Quand l’anxiété devient problématique

L’anxiété est donc l’équivalent d’un système d’alarme qui se déclenche à la perception d’un danger réel ou pas. La réaction à ce danger peut varier en intensité. Elle peut aller d’une sensation diffuse de malaise, en passant pas une impression de danger pour aller jusqu’à une sensation de peur intense. De même qu’elle peut durer quelques minutes à un état général et permanent.

Si les craintes ou les comportements de votre enfant prennent une telle ampleur qu'il est incapable de fonctionner normalement et que son état perturbe la vie de tout son entourage, il est probable qu'il souffre de trouble anxieux.

Puis, au fur et à mesure qu’il grandit le type d’anxiété vécu se rapproche de celle de l’adulte. Parmi tous les troubles anxieux, on retrouve entre autres la phobie spécifique (peur de vomir...), l’anxiété généralisée (impression de danger imminent...), ou encore le trouble obsessionnel-compulsif selon lequel l’enfant peut avoir idées intrusives (peur de la contamination...) et adopte des gestes pour annuler ces idées obsédantes (lavage excessif...).

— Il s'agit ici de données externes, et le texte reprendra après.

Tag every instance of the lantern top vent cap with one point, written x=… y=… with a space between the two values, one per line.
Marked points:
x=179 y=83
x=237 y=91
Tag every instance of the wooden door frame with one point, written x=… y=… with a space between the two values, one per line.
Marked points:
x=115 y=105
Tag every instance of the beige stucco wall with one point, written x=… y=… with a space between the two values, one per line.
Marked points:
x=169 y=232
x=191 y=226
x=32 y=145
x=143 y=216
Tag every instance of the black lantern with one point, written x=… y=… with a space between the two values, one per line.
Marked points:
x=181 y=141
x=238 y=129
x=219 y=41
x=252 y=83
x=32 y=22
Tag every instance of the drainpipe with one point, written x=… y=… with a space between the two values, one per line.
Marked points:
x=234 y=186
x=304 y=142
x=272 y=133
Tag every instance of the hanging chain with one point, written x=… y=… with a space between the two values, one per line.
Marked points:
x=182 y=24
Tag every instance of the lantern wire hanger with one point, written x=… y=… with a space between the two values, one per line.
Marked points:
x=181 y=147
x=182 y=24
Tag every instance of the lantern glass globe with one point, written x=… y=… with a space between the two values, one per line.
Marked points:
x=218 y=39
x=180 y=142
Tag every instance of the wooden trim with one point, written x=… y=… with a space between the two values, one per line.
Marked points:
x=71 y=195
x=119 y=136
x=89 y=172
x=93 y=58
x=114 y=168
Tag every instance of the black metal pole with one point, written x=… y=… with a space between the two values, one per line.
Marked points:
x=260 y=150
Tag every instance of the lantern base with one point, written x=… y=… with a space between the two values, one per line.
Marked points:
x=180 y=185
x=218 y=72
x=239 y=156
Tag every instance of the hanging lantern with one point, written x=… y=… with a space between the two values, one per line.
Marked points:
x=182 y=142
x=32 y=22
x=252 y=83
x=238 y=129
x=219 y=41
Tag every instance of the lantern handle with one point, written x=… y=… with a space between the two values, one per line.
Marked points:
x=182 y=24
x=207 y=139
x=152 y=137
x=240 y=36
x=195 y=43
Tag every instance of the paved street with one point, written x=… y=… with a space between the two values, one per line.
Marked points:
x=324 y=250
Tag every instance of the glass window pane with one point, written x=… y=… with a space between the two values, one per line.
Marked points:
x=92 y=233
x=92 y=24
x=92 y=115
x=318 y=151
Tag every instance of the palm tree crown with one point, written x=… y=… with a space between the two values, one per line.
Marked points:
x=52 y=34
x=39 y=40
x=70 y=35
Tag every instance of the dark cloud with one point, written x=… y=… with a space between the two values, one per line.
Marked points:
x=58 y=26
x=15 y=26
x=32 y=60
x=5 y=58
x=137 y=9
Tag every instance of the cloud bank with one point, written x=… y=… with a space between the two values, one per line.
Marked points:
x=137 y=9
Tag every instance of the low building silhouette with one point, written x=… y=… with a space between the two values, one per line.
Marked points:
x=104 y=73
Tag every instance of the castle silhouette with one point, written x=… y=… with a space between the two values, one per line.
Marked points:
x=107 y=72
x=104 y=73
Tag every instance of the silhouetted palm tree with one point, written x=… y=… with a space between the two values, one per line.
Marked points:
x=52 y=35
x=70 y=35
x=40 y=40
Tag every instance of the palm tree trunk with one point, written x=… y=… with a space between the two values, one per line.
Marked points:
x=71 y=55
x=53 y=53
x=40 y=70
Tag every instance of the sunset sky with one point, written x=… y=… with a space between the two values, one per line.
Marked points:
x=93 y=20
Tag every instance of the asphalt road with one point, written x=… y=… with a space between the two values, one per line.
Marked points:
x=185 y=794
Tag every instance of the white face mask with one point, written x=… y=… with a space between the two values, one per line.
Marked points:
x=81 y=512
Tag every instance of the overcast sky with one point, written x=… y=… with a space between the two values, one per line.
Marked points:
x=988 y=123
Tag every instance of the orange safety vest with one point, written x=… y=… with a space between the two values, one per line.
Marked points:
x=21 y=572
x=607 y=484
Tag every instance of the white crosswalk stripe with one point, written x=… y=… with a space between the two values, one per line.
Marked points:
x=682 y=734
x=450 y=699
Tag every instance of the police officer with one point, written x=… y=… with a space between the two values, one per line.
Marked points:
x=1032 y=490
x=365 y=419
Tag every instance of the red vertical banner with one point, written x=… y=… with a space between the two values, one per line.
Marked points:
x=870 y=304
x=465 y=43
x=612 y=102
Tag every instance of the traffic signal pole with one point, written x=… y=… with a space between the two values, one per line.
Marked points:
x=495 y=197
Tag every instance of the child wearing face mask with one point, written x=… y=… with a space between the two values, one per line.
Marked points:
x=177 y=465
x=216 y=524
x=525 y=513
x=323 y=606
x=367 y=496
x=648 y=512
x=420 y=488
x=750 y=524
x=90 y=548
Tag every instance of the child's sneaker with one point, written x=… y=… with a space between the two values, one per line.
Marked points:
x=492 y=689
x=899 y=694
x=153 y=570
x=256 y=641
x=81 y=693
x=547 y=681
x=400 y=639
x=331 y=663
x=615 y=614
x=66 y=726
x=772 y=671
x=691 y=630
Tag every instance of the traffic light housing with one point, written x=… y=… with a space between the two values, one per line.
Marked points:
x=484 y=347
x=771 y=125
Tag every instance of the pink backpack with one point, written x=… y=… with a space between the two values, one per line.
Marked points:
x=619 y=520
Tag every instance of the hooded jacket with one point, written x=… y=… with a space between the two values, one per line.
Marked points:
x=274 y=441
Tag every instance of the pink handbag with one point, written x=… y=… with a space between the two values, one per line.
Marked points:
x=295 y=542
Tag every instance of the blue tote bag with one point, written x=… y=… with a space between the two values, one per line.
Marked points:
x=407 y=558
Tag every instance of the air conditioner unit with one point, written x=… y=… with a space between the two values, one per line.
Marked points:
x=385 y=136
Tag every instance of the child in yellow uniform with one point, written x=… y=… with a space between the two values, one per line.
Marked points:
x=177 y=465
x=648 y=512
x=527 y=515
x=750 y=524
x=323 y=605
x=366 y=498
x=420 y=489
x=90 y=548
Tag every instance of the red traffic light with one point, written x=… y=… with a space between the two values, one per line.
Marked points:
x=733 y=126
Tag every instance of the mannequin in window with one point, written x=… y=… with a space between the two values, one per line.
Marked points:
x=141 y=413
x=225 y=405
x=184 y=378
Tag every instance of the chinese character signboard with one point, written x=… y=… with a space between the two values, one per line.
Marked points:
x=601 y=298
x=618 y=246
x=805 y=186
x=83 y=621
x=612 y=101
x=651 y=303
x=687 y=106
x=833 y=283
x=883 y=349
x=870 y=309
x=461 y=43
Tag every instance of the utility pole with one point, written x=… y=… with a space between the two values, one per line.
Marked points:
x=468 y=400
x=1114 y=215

Trois niveaux de manifestations sont à tenir compte lorsqu’on considère cette option.

Tout d’abord, et le plus visible, nous avons les comportements (sursaut, hypervigilance)

Ensuite, au niveau psychologique on trouve souvent des difficultés de concentration, de mémoire, d’apprentissage... Enfin, s'ajoutent bien souvent, des manifestations physiologiques telles que des palpitations cardiaques, de la difficulté à respirer, des tremblements ou des maux de ventre.

Mon enfant est-il à risque? 

Plusieurs facteurs peuvent prédisposer à l’anxiété, rendant son diagnostic complexe.

L'entourage peut en être un. Par exemple, un adulte surprotecteur peut transmettre implicitement à son enfant le message que le monde est dangereux. Inversement, s’il est trop négligent, l’adulte peut faire naitre chez lui un sentiment de fragilité et de vulnérabilité. 

Par ailleurs, il a été démontré que les enfants ayant un tempérament inhibé et une faible estime de soi sont plus à risque. Pour finir, il y a bien sûr les évènements de la vie.

Si l'état de votre enfant vous inquiète, il est impératif que de consulter un médecin. Dans certains cas, le traitement de l’anxiété peut inclure la prise de médicaments. Le médecin pourra aussi suggérer de consulter un psychologue si ce n’est pas fait.

Le psychologue pourra alors effectuer une évaluation plus poussée et proposer un traitement. Il est important de savoir que les troubles anxieux non traités peuvent vraiment se transformer en malaises plus profonds et plus graves à l'adolescence et à l'âge adulte, rendant son traitement plus complexe.